Republicans have made a habit out of sabotaging government from the inside. Whenever they hold power, they seem less interested in governing than in proving their own cynical point that government “doesn’t work.” And how do they do it? By breaking it themselves. By throwing tantrums, grinding everything to a halt, and leaving ordinary Americans to pay the price.
And so, here we are again. Another government shutdown. Another round of reckless brinkmanship, all because Republicans can’t get their way. They strut and posture about “fiscal responsibility” while happily holding the economy hostage for their own greed and petty vendettas.
Let’s be honest: this isn’t about saving money. It’s never about saving money. If it were, Republicans wouldn’t pass tax cuts for billionaires like candy at Halloween. This is about power, cruelty, and pure, unfiltered hate. Hate for programs that help working families. Hate for policies that protect the vulnerable. Hate for anyone who doesn’t fit their warped vision of America.
And don’t forget — Republicans have been pushing this kind of shutdown nonsense for years. The last one wasn’t decades ago, it was just in 2018–2019, when Donald Trump was president and Republicans controlled both the House and the Senate. That 35-day shutdown, the longest in U.S. history, was over Trump’s obsession with a useless border wall. Republicans owned every lever of power, and they still managed to grind the government to a halt.
The irony is almost laughable if it weren’t so damn destructive. They shut down the government, brag about how they’re fighting “wasteful spending,” and then cash their paychecks while federal employees are left scrambling to pay rent and buy groceries. National parks close. Small businesses that rely on government contracts grind to a halt. Soldiers, law enforcement officers, and border agents are expected to keep working without pay. But the Republicans? They’ll stand in front of Fox News cameras pretending to be heroes.

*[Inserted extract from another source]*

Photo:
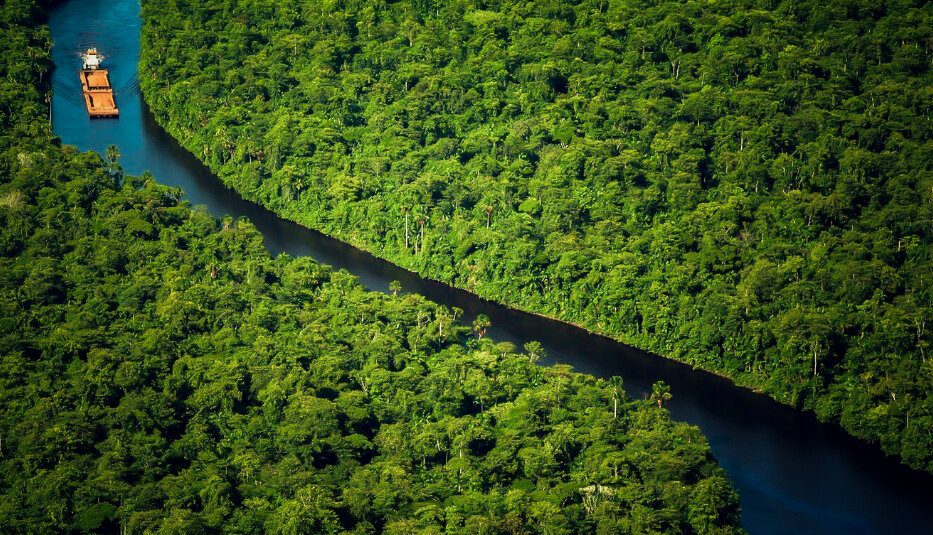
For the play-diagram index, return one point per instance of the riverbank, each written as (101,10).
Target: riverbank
(758,302)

This is governance by tantrum. A toddler breaks his toy, cries, and then blames everyone else. The difference is that these toddlers wear suits, sit in Congress, and can tank the economy while patting themselves on the back.
The truth is simple: Republicans don’t want government to work. They want to break it, sabotage it, and then campaign on how broken it is. It’s cynical, it’s cruel, and it’s exhausting. And once again, it’s the American people who are caught in the crossfire.
So the next time Republicans whine about “big government,” remember this: they’re not trying to fix it. They’re just throwing matches into the house and blaming the smoke on everyone else.









October 1st, 2025 at 8:36 am
I had to look up the date, but I’ve never forgotten Lewis Lapham’s comment during his interview by Jon Stewart on the Daily Show, June 17, 2003. Talking about the George W.. Bush administration, Lapham said that we should not call it “conservative.”. They are “anarchists.” Lapham was Editor of Harpers Magazine at the time. In my experience, at least since Reagan and possibly going back to Nixon, Republicans have been out to prove government doesn’t work, and when in power do everything they can to ensure it doesn’t work.
October 1st, 2025 at 8:54 am
Brian, I completely agree with you. Republicans don’t just work to undermine government—they go out of their way to make life harder for those who most need protection and compassion. What makes it all the more galling is how often they cloak these actions in the language of faith, claiming the mantle of Christianity while doing the very opposite of what Jesus taught.
In Matthew 25:40, Jesus says: “Truly I tell you, whatever you did for one of the least of these brothers and sisters of mine, you did for me.” And just a few verses later, in Matthew 25:45, he offers the sobering warning: “Truly I tell you, whatever you did not do for one of the least of these, you did not do for me.” By that standard, their policies fail miserably. It’s not conservatism at all—it’s cruelty dressed up as principle, and as Lapham rightly put it, closer to anarchism than to any genuine vision of public service. In truth, it veers closer to fascism—conjuring imaginary threats in order to persecute not just those striving to do good, but especially those most in need.
The measure of a nation is how it treats its most vulnerable—and by that measure, Republicans keep coming up short.